The PULsE-AI program in England shows some barriers. Even with good AI for heart screening, it was hard to use because it didn’t work well with the existing computer systems and workflows. Also, there was little training. Solving these kinds of problems can help AI grow in U.S. healthcare too.
AI is also useful for automating office tasks in medical practices. Companies like Simbo AI offer tools to automate phone calls, appointment bookings, insurance checks, and other tasks. This helps staff by reducing their workload, cutting human errors, and speeding up patient service.
Doctors in the AMA survey were positive about AI’s ability to automate writing notes (54%) and handling insurance authorizations (48%). Medical offices have heavy paperwork. AI can save staff a lot of time so they can focus on patients.
To get the most from automation, AI tools must work smoothly with existing electronic health record (EHR) and office management systems. Problems happen when these systems do not connect well. Policymakers can push for standard data formats and rules to make joining these systems easier.

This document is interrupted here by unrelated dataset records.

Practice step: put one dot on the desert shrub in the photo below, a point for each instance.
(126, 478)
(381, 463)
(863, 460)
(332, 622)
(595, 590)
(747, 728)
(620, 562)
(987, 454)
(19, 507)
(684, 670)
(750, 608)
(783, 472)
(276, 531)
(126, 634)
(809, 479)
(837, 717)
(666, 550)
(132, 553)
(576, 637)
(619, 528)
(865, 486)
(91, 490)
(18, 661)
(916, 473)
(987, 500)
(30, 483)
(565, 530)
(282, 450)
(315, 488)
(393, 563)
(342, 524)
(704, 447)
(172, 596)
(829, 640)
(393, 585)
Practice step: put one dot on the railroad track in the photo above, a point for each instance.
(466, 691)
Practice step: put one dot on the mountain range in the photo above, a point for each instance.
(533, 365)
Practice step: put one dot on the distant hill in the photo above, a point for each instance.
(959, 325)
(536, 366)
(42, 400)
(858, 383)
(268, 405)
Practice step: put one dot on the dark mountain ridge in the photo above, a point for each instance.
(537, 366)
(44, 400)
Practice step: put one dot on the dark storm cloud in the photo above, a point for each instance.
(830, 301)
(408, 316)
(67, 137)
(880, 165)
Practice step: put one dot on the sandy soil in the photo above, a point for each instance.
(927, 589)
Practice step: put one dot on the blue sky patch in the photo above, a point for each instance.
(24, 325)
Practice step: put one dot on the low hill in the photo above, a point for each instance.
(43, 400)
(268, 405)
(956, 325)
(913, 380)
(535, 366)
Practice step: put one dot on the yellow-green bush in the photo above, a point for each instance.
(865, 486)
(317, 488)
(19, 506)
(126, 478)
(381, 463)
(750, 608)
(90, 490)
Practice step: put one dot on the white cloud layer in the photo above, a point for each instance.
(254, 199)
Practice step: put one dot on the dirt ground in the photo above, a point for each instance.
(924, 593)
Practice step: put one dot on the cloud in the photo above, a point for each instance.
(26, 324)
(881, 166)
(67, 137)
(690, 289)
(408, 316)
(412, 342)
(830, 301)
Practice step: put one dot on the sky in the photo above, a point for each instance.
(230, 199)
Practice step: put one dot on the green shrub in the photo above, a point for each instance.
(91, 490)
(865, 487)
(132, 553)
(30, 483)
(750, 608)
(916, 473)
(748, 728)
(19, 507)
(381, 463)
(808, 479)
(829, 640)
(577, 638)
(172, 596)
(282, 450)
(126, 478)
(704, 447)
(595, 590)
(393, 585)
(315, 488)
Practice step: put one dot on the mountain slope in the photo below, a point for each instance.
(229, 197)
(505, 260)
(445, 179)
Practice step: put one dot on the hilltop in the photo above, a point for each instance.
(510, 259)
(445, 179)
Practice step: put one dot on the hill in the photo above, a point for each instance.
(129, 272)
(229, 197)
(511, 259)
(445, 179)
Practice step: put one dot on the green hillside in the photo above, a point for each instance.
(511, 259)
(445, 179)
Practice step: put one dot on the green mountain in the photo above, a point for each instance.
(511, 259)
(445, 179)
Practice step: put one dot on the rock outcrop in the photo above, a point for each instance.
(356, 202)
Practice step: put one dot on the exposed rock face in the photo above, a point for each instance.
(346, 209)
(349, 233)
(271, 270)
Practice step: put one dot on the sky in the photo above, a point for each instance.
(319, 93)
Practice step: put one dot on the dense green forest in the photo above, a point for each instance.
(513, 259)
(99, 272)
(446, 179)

It is also important for automation tools to be clear and explainable. Office managers want to know how the system decides which calls to handle first or how it manages billing. This helps avoid mistakes that hurt patients or disrupt work. When the AI’s “black box” is open, organizations can watch how well it works and keep it accountable.
Progress in healthcare AI depends on working together. Healthcare workers, AI makers, regulators, policymakers, and patients all need to connect. Policymakers should promote open talks and create systems that include everyone’s views, especially cautious patients.
Public trust requires clear communication, being open, behaving ethically, and knowing humans are still in charge. Rules need to protect people but also allow new ideas. Healthcare groups should get support with funding, education, and technology to use AI safely and well.
Trust is very important. Without it, AI use will slow down and health care will miss chances to improve patient care, efficiency, and quality. Gaining trust requires ongoing work in openness, learning, ethics, and clear rules. These are goals the U.S. healthcare system can reach with good policymaker teamwork.
By working on these areas, policymakers can help healthcare AI grow stronger. This will support confident healthcare workers and reassure patients. Medical managers, practice owners, and IT staff will then be able to use AI tools that improve healthcare across the United States.
Physicians have guarded enthusiasm for AI in healthcare, with nearly two-thirds seeing advantages, although only 38% were actively using it at the time of the survey.
Physicians are particularly concerned about AI’s impact on the patient-physician relationship and patient privacy, with 39% worried about relationship impacts and 41% about privacy.
The AMA emphasizes that AI must be ethical, equitable, responsible, and transparent, ensuring human oversight in clinical decision-making.
Physicians believe AI can enhance diagnostic ability (72%), work efficiency (69%), and clinical outcomes (61%).
Promising AI functionalities include documentation automation (54%), insurance prior authorization (48%), and creating care plans (43%).
Physicians want clear information on AI decision-making, efficacy demonstrated in similar practices, and ongoing performance monitoring.
Policymakers should ensure regulatory clarity, limit liability for AI performance, and promote collaboration between regulators and AI developers.
The AMA survey showed that 78% of physicians seek clear explanations of AI decisions, demonstrated usefulness, and performance monitoring information.
The AMA advocates for transparency in automated systems used by insurers, requiring disclosure of their operation and fairness.
Developers must conduct post-market surveillance to ensure continued safety and equity, making relevant information available to users.